Ursache der Krise: Ablehnung von Vaterschaft und von allem Gegebenen

Im ersten Teil Ihres Buches sprechen Sie von einem "spirituellen und religiösen Zusammenbruch." Wie manifestiert sich dieser? Betrifft er nur den Westen, oder sind auch andere Regionen der Welt betroffen, beispielsweise Afrika?

Die spirituelle Krise betrifft die ganze Welt. Aber ihre Ursache liegt in Europa. Es ist die westliche Welt, in deren Bewußtsein die Ablehnung Gottes Einzug hielt.

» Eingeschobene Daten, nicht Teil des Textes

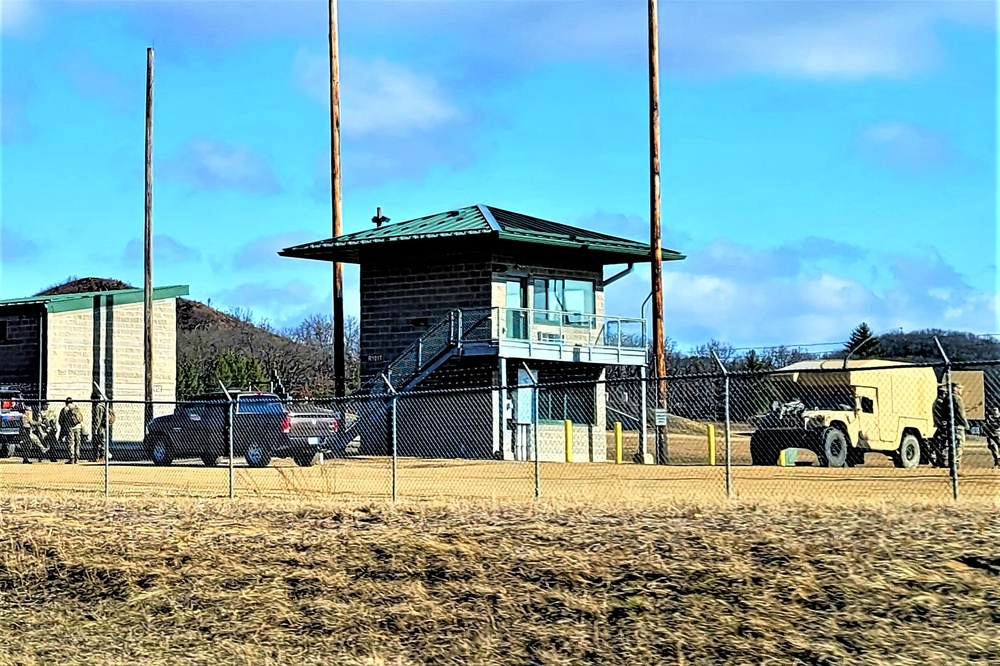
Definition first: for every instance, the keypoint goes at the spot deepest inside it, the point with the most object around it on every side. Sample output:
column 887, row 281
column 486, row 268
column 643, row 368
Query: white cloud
column 213, row 165
column 378, row 96
column 906, row 146
column 785, row 299
column 815, row 40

Der spirituelle Zusammenbruch hat also eine sehr westliche Prägung. Ich sehe einen besonderen Zusammenhang mit der Zurückweisung des Ideals der Vaterschaft. Unsere Zeitgenossen sind der Meinung, daß man, um wirklich frei zu sein, von niemandem abhängen darf. Das ist ein tragischer Fehler. Der westliche Mensch glaubt, es laufe seiner Würde zuwider, etwas von jemand anderem bekommen zu haben. Aber der zivilisierte Mensch ist grundsätzlich Erbe: er erbt seine Geschichte, seine Kultur, seine Sprache, seinen Namen, seine Familie. Das ist es, was ihn von einem Wilden unterscheidet. Wer sich weigert anzuerkennen, daß sein Leben in ein Netz von Abhängigkeiten eingeschrieben ist, daß er Erbe ist und ein Erbe hat, verdammt sich in den Dschungel einer völlig sich selbst überlassenen Wettbewerbswirtschaft. Der Mensch, der sich nicht mehr als Erbe sieht, ist zur Hölle des liberalen Globalismus verurteilt, in der die Ansprüche der einzelnen aufeinanderprallen, ohne herrschende Regel außer der einen: um jeden Preis Profit zu machen.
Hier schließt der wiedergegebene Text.